Verbal and Nonverbal Communication Essay.
Verbal and Nonverbal Communication and Listening Skills Paper
Verbal and Nonverbal Communication
Verbal and nonverbal forms of communication are extremely important skills for professionals and leaders to develop. Some examples of verbal communication include: face-to-face, telephone, radio or television and other media. Nonverbal communication examples include: body language, hand gestures, and facial expressions. People communicate with verbal and nonverbal communication every day, and often times, not even noticing the impact of one over another. The understanding of nonverbal cues is a skill that is critical for leader to understand and develop for them to be able to effectively communicate and understand the message their associates are attempting to convey.
When having a coaching conversation or a 1-on-1 with your associates, understanding their body language or even facial gestures to things you say is important in figuring out if your associate is fully bought-in, or if they even understand the message you’re trying to convey. By understanding these hidden nonverbal cues, you can address those signs head-on and figure out where you’re both getting stuck.
My final result for the Student Listening Inventory was a 95. From my understanding, I think I do best at understanding the message being expressed or taught; however, I do have a hard time maintaining my focus if the teacher or the material is not effective or boring, for lack of a better way to explain. I can certainly improve in this area by asking clarifying questions to make sure I full understand the concepts being taught. By doing this, I will also stay engaged and provide the teacher my full attention. Additionally, by having eye contact, understanding the other person’s point of view, being nonjudgmental and non-critical, I can make more of an impact with my communication and listening skills.
I did want to take some time to highlight how we communicate with each other in today’s world. Celebrities and Athletes have never been more connected with their fans or followers than today. Today, you can DM, message, comment, and even tweet directly to that person of interest through social media outlets. The environment in today’s social media age has interconnected different generations, cultures, and countries like never before. Even the President of the United States uses their own social media account, probably more often than most people would like. Often times, people find themselves posting an update to their status, but actually sending a subliminal message to another person without directly communicating with them. Messages tend to be misunderstood, or misinterpreted in ways that you could not otherwise understand; unless, you’re having a face-to-face conversation.
Gone are the days when you get to a friend or relatives house and simply knock on the door.
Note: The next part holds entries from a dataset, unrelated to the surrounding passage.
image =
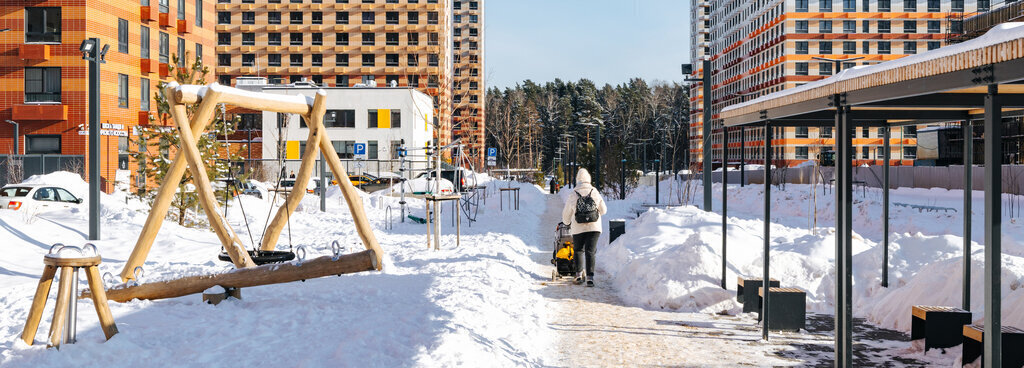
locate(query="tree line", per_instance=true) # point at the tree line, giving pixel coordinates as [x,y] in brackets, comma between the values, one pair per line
[544,126]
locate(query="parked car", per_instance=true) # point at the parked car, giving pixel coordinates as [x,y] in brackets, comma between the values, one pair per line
[37,198]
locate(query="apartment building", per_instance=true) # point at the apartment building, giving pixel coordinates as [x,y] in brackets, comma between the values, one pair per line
[469,89]
[763,46]
[406,43]
[43,78]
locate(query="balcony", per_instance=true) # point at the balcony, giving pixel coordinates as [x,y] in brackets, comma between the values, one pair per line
[146,66]
[40,112]
[34,51]
[147,13]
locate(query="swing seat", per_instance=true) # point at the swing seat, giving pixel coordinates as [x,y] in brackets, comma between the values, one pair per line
[261,257]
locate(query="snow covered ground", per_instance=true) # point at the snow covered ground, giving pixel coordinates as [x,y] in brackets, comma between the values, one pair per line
[453,307]
[671,258]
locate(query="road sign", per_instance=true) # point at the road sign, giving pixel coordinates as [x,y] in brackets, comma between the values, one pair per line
[360,151]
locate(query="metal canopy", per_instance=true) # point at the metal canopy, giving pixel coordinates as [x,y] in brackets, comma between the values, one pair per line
[975,80]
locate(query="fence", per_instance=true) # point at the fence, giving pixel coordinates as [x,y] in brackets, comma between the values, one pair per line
[14,168]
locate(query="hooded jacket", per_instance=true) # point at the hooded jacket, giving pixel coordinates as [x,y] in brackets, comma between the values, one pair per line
[584,188]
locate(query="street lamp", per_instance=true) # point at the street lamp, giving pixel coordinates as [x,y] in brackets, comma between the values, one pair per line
[95,54]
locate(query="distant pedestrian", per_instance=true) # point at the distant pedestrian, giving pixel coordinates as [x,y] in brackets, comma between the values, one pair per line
[583,212]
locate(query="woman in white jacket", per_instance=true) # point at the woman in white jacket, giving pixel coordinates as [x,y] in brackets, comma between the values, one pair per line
[585,235]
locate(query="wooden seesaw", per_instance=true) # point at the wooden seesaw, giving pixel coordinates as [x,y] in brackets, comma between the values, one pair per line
[311,110]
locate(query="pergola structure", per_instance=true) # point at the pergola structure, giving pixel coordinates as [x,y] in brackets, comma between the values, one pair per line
[980,79]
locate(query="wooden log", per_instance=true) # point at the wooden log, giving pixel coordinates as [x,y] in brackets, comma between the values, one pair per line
[316,132]
[99,301]
[349,192]
[38,303]
[263,275]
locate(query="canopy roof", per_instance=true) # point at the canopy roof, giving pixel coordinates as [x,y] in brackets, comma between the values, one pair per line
[945,84]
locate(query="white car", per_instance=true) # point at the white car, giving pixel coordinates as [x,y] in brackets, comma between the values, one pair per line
[37,198]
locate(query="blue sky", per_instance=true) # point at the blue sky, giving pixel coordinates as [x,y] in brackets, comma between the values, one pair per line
[607,41]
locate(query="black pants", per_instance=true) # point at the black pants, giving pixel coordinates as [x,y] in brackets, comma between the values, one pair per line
[586,243]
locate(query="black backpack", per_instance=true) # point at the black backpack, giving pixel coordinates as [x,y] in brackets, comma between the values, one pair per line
[586,208]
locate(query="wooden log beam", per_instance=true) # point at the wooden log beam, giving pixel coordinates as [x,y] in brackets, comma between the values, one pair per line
[263,275]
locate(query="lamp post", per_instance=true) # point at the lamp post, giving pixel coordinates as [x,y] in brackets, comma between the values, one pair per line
[95,54]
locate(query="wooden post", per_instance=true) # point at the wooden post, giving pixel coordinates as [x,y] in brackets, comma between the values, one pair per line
[305,171]
[38,303]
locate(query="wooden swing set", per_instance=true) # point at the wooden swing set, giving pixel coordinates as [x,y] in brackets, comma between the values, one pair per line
[311,110]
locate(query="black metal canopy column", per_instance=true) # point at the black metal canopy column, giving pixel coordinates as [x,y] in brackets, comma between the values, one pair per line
[993,227]
[968,196]
[766,280]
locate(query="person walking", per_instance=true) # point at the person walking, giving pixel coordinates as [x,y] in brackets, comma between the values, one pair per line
[583,212]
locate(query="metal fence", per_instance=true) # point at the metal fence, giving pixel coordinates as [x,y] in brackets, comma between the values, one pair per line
[14,168]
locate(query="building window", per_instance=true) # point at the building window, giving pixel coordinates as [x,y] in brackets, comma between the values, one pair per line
[122,36]
[123,90]
[143,42]
[42,144]
[909,47]
[802,69]
[42,25]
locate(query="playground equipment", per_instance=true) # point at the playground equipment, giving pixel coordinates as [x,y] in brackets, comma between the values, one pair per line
[311,110]
[62,325]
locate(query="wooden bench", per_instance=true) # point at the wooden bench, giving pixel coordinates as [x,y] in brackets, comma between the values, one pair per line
[747,289]
[1013,341]
[788,308]
[939,326]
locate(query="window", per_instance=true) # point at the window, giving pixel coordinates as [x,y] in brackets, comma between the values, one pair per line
[802,5]
[802,27]
[122,36]
[143,42]
[123,90]
[824,69]
[849,47]
[42,84]
[824,47]
[802,47]
[849,26]
[371,118]
[42,25]
[802,153]
[909,47]
[143,87]
[909,26]
[802,69]
[42,144]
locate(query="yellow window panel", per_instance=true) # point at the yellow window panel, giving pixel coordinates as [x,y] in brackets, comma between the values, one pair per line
[384,118]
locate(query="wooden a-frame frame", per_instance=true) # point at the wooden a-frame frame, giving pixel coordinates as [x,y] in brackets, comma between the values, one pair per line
[311,110]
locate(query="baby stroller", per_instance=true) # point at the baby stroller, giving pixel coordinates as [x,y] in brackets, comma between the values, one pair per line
[563,256]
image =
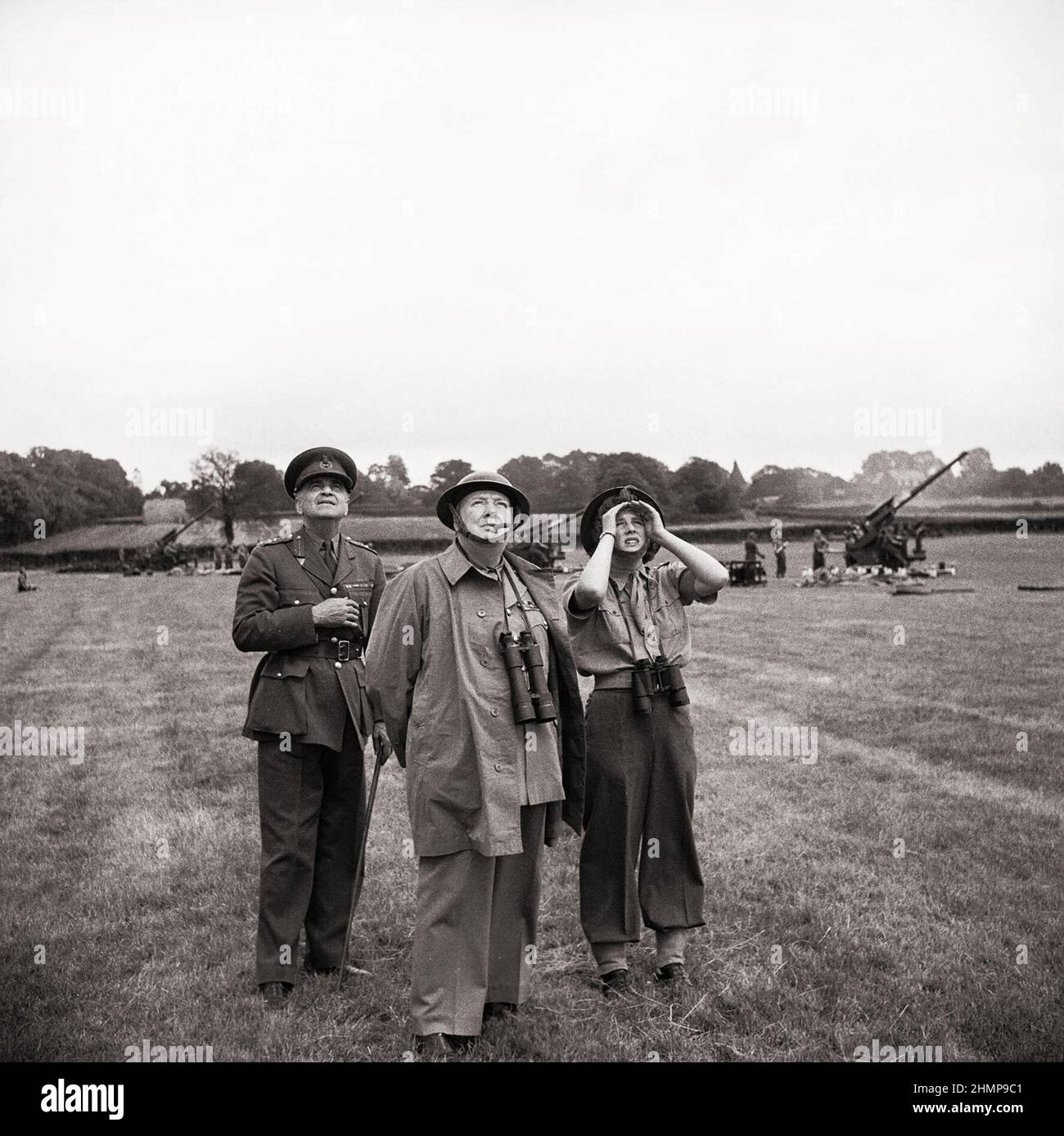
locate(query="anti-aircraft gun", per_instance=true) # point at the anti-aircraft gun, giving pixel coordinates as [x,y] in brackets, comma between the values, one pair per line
[164,555]
[879,539]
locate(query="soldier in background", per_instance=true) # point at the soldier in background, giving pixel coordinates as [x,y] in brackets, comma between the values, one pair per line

Instead, we send them a text or phone call advising them that we are outside. Social media outlets have improved communication throughout the world so much. It has also hindered our verbal and nonverbal communication skills. Nonverbal skills, typically something that is just understand, hardly ever gets attention because we are not around each enough due to technology.
If we, as a group, organization, or even company, pay more attention to nonverbal communication skills and emotional intelligence it will put us in a better place to succeed. Emotional Intelligence when communicating verbally is almost just as important as understanding nonverbal communication. The two should essentially go hand in hand. By understanding one’s point of view with empathy and showing genuine care and concern, you are most likely to gain buy-in from the other party when explaining your vision or reasoning. Thoughtfulness and being meaningful with your messages, considering the other persons feelings and emotions, can goa very long way. This should have special consideration, especially since we are dealing with other humans after all. Often times having a high emotional is more highly regarded than having a high IQ. Yes, being smart is always desirable; however, being able to understand another’s emotions and using that in your message to lead and motivate is also very important.
In conclusion, someone who has a very deep understanding of how others may react and feel to their messages, often times is better equipped to effectively adjust their communication.